Kirsteen stood with her hands clasped, her fine figure swayed in spite of her with a wave of agitation, her features moving. “Glendochart!” she said. “Father, if he has friends ye should warn them to keep him better and take care of him, and not let him be a trouble to young women about the country that never did any harm to him.”

“Young women,” said Drumcarro, “there is not one I ever heard of except yourself, ye thankless jaud!”

“One is plenty to try to make a fool of,” said Kirsteen.

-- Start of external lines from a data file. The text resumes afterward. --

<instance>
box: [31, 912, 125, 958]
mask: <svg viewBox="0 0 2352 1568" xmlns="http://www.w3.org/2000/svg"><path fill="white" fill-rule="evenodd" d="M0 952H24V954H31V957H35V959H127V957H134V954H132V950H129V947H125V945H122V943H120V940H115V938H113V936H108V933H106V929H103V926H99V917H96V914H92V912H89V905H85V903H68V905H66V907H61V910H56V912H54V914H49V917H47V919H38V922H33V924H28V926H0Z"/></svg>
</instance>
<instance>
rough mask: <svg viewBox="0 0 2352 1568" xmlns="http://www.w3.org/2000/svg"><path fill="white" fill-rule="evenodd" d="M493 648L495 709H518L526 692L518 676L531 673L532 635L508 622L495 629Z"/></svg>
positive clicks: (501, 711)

“I would like to see him make a fool of one belonging to me. Na, it’s the other way. But that’s enough of this nonsense,” he added abruptly; “it’s all settled. Ye can go and tell your mother. He’s away for a week on business, and when he comes back ye’ll settle the day. And let it be as soon as possible, that we may be done wi’t. It’s been as much as I could do to put up with it all this time. Now let any man say I’ve done much for my sons and little for my daughters!” said Drumcarro, stretching his arms above his head with a gesture of fatigue. “I’ve got them their commissions and outfit and all for less trouble than it has cost me to get one of you a man!” He yawned ostentatiously and rubbed his eyes, then opening them again to see Kirsteen still standing in the same attitude before him he gave vent to a roar of dismissal. “G’away with ye. Go and tell your mother. I’ve said all I have to say.”